The GOP convention's theme was built largely around an Obama quote ("You didn't build that") that the president and many others say was taken out of context. Those three days in Tampa were all about attacking Obama's performance — on jobs, on foreign policy, on spending — and putting him in the position of having to defend that record.
The old saw is that the best defense is a good offense. Before the Republicans had even brought the gavel down on their convention, prominent Democrats were calling for a counteroffensive.
On Thursday morning, Sen. John Kerry, the party's 2004 nominee, issued a fundraising appeal. The decorated Vietnam veteran reminded the faithful about the devastating ads from outside groups that questioned his military record.
"I have one message burned into my memory for everyone who cares about the outcome of this year's presidential election," he wrote. "Respond quickly and powerfully to attacks from the other side."

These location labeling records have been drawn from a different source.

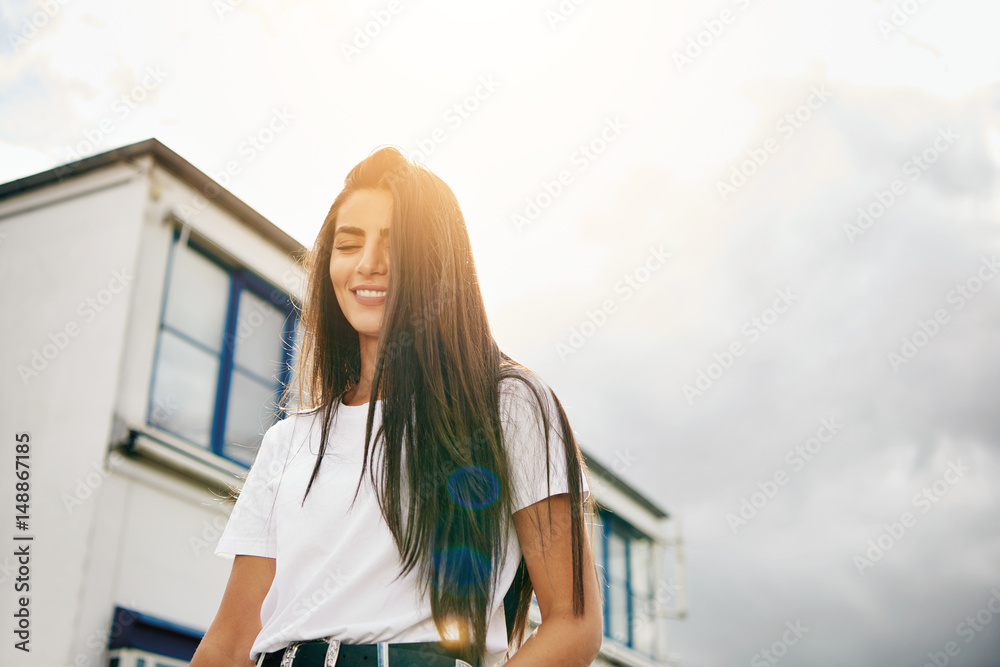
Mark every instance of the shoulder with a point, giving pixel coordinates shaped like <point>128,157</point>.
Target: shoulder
<point>525,398</point>
<point>293,426</point>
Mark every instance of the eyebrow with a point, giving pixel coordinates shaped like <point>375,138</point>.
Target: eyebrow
<point>357,231</point>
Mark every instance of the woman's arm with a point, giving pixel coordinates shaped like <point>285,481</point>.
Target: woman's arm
<point>237,623</point>
<point>562,639</point>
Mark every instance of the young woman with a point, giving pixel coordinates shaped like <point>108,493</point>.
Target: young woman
<point>422,545</point>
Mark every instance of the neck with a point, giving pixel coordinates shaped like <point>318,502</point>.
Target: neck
<point>361,392</point>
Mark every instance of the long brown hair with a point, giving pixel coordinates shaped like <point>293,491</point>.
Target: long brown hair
<point>438,371</point>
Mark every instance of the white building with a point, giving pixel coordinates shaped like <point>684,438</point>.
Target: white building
<point>148,312</point>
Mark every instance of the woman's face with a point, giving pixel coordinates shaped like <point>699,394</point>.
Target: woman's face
<point>359,259</point>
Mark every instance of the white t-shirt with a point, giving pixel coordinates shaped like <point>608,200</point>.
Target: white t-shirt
<point>334,569</point>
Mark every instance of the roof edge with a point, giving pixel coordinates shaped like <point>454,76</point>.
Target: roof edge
<point>173,163</point>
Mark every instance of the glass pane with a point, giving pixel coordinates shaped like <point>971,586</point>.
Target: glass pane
<point>641,566</point>
<point>184,390</point>
<point>250,411</point>
<point>617,595</point>
<point>258,337</point>
<point>643,608</point>
<point>198,297</point>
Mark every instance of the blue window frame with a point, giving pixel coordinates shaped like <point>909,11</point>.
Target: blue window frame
<point>226,349</point>
<point>626,557</point>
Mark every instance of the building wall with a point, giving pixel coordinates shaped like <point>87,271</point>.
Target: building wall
<point>114,530</point>
<point>62,245</point>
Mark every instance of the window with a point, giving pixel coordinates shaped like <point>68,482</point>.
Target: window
<point>627,562</point>
<point>227,346</point>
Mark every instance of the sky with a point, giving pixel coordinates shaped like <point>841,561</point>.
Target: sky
<point>750,244</point>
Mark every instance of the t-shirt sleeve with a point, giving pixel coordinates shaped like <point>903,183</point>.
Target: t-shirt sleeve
<point>524,439</point>
<point>251,529</point>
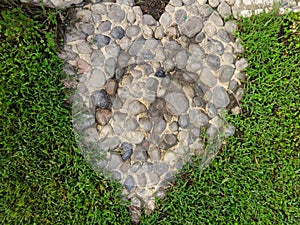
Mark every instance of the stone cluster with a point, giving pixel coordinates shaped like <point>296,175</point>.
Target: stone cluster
<point>149,91</point>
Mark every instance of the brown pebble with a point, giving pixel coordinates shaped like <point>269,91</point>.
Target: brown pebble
<point>83,66</point>
<point>111,87</point>
<point>103,116</point>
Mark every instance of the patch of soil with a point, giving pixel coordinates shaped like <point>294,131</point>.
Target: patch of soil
<point>153,7</point>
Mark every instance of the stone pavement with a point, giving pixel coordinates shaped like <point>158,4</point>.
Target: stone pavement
<point>149,91</point>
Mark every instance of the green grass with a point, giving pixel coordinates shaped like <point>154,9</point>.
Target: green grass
<point>45,180</point>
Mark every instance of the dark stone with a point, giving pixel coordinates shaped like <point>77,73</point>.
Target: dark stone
<point>117,32</point>
<point>160,73</point>
<point>213,61</point>
<point>129,183</point>
<point>127,150</point>
<point>101,40</point>
<point>100,99</point>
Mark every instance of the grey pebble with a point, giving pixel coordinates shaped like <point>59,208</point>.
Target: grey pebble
<point>215,47</point>
<point>127,150</point>
<point>184,121</point>
<point>115,13</point>
<point>220,97</point>
<point>117,32</point>
<point>226,73</point>
<point>213,61</point>
<point>208,78</point>
<point>160,168</point>
<point>100,99</point>
<point>177,103</point>
<point>101,40</point>
<point>129,183</point>
<point>191,26</point>
<point>104,26</point>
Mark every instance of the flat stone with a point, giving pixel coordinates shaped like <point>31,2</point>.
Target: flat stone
<point>83,120</point>
<point>147,54</point>
<point>213,61</point>
<point>161,168</point>
<point>129,183</point>
<point>110,67</point>
<point>184,121</point>
<point>181,59</point>
<point>241,64</point>
<point>191,26</point>
<point>149,20</point>
<point>216,19</point>
<point>86,28</point>
<point>115,13</point>
<point>111,87</point>
<point>220,97</point>
<point>84,15</point>
<point>103,116</point>
<point>154,154</point>
<point>97,58</point>
<point>200,37</point>
<point>224,10</point>
<point>151,84</point>
<point>142,181</point>
<point>176,103</point>
<point>223,35</point>
<point>173,127</point>
<point>83,66</point>
<point>117,32</point>
<point>84,48</point>
<point>209,28</point>
<point>226,73</point>
<point>136,107</point>
<point>180,16</point>
<point>211,110</point>
<point>188,2</point>
<point>101,40</point>
<point>109,143</point>
<point>208,78</point>
<point>170,139</point>
<point>104,27</point>
<point>152,178</point>
<point>135,137</point>
<point>214,3</point>
<point>176,3</point>
<point>136,46</point>
<point>139,154</point>
<point>228,58</point>
<point>100,99</point>
<point>127,149</point>
<point>115,161</point>
<point>117,175</point>
<point>123,59</point>
<point>75,35</point>
<point>205,10</point>
<point>215,47</point>
<point>160,125</point>
<point>230,26</point>
<point>145,124</point>
<point>133,31</point>
<point>131,124</point>
<point>119,117</point>
<point>198,118</point>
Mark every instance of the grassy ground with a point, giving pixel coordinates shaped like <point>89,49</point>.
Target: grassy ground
<point>44,179</point>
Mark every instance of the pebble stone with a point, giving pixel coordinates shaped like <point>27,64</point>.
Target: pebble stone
<point>151,85</point>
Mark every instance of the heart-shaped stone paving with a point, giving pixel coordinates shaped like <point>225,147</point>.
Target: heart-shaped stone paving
<point>149,91</point>
<point>155,89</point>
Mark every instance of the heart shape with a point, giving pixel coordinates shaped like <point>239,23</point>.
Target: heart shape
<point>149,91</point>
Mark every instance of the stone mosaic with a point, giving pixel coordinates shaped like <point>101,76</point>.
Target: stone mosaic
<point>149,91</point>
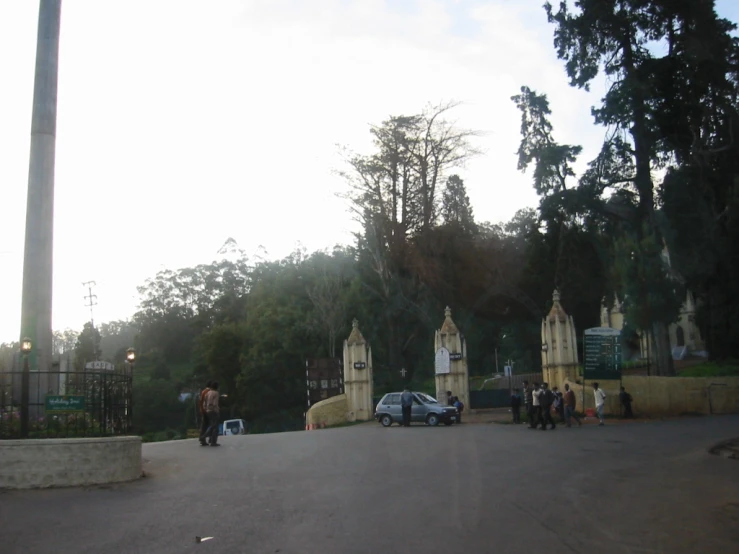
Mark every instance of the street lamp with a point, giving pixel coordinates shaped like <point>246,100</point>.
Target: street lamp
<point>131,359</point>
<point>26,346</point>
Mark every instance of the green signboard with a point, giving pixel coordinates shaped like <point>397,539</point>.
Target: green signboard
<point>602,353</point>
<point>64,404</point>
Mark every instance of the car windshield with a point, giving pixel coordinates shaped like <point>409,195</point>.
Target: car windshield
<point>426,398</point>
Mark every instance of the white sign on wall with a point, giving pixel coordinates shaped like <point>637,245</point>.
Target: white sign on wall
<point>442,362</point>
<point>107,366</point>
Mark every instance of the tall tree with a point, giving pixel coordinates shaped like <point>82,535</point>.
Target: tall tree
<point>619,38</point>
<point>456,209</point>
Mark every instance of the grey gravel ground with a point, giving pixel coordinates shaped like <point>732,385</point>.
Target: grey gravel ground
<point>649,487</point>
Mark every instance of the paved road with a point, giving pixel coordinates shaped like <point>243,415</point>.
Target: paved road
<point>470,488</point>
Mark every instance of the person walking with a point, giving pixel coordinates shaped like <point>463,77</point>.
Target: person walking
<point>536,405</point>
<point>600,401</point>
<point>546,399</point>
<point>460,408</point>
<point>558,404</point>
<point>203,415</point>
<point>516,406</point>
<point>213,412</point>
<point>570,403</point>
<point>406,403</point>
<point>626,400</point>
<point>528,402</point>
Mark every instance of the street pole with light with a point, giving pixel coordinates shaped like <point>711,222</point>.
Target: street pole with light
<point>131,360</point>
<point>26,346</point>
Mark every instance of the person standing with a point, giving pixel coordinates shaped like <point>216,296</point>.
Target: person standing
<point>406,403</point>
<point>529,402</point>
<point>626,400</point>
<point>460,408</point>
<point>559,405</point>
<point>536,404</point>
<point>203,415</point>
<point>570,402</point>
<point>600,401</point>
<point>213,412</point>
<point>516,406</point>
<point>546,398</point>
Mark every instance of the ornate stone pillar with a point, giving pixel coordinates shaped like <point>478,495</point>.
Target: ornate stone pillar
<point>358,376</point>
<point>451,369</point>
<point>559,345</point>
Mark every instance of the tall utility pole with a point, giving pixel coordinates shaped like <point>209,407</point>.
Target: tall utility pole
<point>39,245</point>
<point>92,301</point>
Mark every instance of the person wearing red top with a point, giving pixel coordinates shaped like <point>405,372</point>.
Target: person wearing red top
<point>203,415</point>
<point>570,404</point>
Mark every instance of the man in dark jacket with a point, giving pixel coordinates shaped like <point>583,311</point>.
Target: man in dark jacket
<point>626,400</point>
<point>529,403</point>
<point>516,406</point>
<point>546,399</point>
<point>406,403</point>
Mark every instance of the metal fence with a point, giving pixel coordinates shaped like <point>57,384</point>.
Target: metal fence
<point>63,404</point>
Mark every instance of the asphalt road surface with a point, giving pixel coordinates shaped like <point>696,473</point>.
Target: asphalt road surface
<point>463,489</point>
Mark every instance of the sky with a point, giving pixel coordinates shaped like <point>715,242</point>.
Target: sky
<point>182,123</point>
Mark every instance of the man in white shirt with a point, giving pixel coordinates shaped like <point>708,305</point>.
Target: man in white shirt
<point>600,400</point>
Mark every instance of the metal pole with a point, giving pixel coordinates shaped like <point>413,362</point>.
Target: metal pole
<point>25,386</point>
<point>39,240</point>
<point>584,361</point>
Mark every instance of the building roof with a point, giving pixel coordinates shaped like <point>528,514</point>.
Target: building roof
<point>355,337</point>
<point>448,327</point>
<point>557,312</point>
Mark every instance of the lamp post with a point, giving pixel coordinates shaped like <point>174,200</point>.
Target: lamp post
<point>26,347</point>
<point>131,360</point>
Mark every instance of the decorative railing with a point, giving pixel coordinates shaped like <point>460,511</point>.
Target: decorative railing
<point>61,404</point>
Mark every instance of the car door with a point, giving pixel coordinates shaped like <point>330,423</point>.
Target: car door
<point>418,410</point>
<point>393,406</point>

In the courtroom, the prosecution gets the first and last word because it is the party with the burden of proof. But here, it's unclear which side bears the real burden, says defense attorney Barry Scheck, co-founder of The Innocence Project but perhaps more famous for helping win an acquittal for O.J. Simpson in his murder trial.
"Is it the incumbent or the challenger?" he asks. Given the current wind conditions, he says, "I think the president's probably better served having the last word."
In the end, Romney v. Obama is being tried in the court of public opinion. And until Nov. 6, neither side will be resting.